Working with Graph Queries

In this part of the workshop you will start writing simple Cypher queries to create and explore data in a graph database.
Cypher is a declarative query language (similar to SQL) but designed for graphs.
You describe patterns of nodes and relationships, and the database returns the matches.

In this workshop we will use Neo4j as graph database.

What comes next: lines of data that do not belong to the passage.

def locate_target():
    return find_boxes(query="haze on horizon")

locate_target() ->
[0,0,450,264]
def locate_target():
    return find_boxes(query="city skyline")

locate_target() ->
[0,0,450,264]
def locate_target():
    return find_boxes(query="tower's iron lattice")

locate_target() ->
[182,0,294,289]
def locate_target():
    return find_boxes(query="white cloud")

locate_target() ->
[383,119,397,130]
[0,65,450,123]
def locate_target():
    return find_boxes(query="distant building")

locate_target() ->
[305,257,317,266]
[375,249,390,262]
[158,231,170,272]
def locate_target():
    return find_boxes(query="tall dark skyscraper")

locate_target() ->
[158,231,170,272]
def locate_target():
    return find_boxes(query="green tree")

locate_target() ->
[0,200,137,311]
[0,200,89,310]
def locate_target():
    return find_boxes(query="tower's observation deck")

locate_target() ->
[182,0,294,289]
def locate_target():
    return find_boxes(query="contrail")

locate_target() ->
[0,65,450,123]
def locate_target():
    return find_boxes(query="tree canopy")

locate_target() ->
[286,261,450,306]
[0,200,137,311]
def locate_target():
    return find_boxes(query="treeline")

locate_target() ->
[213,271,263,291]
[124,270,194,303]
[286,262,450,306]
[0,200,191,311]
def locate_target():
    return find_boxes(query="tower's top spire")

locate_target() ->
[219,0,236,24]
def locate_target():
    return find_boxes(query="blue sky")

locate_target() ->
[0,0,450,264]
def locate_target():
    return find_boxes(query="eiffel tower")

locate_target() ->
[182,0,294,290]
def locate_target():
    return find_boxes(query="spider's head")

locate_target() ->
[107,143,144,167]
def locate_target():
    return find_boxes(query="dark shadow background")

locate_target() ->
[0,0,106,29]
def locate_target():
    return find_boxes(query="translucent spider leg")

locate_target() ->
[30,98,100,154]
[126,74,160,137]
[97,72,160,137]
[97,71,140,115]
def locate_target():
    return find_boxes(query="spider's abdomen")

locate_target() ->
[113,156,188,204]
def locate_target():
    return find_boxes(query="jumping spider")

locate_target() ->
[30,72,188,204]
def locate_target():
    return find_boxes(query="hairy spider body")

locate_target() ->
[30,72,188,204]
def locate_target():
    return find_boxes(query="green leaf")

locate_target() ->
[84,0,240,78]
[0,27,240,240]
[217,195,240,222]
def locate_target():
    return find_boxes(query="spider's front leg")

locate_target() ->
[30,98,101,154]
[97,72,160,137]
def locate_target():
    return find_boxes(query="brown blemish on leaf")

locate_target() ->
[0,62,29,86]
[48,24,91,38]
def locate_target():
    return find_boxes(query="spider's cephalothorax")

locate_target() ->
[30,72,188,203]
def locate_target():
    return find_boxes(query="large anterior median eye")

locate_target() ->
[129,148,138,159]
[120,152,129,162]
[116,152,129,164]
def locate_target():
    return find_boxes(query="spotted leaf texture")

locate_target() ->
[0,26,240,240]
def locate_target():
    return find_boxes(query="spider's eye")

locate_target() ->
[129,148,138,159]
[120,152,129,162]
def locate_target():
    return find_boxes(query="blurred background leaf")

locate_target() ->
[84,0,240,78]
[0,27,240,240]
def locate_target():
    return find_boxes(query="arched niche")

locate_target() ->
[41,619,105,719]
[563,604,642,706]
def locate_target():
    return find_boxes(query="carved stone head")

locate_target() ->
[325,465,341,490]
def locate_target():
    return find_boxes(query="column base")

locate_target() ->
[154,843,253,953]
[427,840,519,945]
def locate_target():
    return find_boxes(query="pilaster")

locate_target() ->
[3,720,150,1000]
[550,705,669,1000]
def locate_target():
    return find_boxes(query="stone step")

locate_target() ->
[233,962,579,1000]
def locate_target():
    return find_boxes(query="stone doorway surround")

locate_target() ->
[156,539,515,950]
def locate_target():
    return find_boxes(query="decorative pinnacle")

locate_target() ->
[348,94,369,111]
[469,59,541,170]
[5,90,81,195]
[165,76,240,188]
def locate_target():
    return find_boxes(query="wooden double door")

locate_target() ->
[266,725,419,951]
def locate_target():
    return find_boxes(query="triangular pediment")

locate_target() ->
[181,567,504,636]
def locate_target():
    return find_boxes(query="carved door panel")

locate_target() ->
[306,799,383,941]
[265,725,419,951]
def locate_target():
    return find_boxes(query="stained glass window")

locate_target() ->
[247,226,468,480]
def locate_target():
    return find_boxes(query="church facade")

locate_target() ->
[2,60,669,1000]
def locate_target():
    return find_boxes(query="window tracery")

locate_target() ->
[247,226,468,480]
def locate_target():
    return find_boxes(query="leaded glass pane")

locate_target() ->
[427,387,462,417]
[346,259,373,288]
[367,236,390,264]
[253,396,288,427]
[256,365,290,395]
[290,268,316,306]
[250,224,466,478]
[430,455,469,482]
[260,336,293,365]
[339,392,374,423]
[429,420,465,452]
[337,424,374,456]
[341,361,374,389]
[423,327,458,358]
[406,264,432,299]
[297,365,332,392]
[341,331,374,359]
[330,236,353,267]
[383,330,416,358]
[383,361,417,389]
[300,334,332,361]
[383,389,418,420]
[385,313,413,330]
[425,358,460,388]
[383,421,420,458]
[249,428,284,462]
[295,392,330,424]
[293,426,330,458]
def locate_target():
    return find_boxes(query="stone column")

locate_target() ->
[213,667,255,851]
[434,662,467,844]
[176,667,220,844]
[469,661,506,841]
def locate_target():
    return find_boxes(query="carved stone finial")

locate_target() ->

Getting started with Neo4j Sandbox

Before writing your first Cypher queries, you can use the Neo4j Sandbox — a free online environment where you can try out graph databases without installing anything.

Open the Sandbox
Go to https://sandbox.neo4j.com
Sign in
You can sign in with a Google or GitHub account. Neo4j will automatically create a personal sandbox environment for you.
Create a new project
Click “+ New Project” and choose “Blank Sandbox” (an empty database). You can also explore the other templates later (for example Recommendations or Network Analysis).
Launch the Neo4j Browser
Once the sandbox is ready, click “Open” to start the Neo4j Browser. A web interface will open where you can type and execute Cypher commands.
Connect to the database
If asked, confirm the connection. You will see a prompt like this: neo4j> This is where you can start entering your own Cypher queries.

Creating two nodes and one relationship

In this example two Person nodes will be created. One person follows the other, like in a social network.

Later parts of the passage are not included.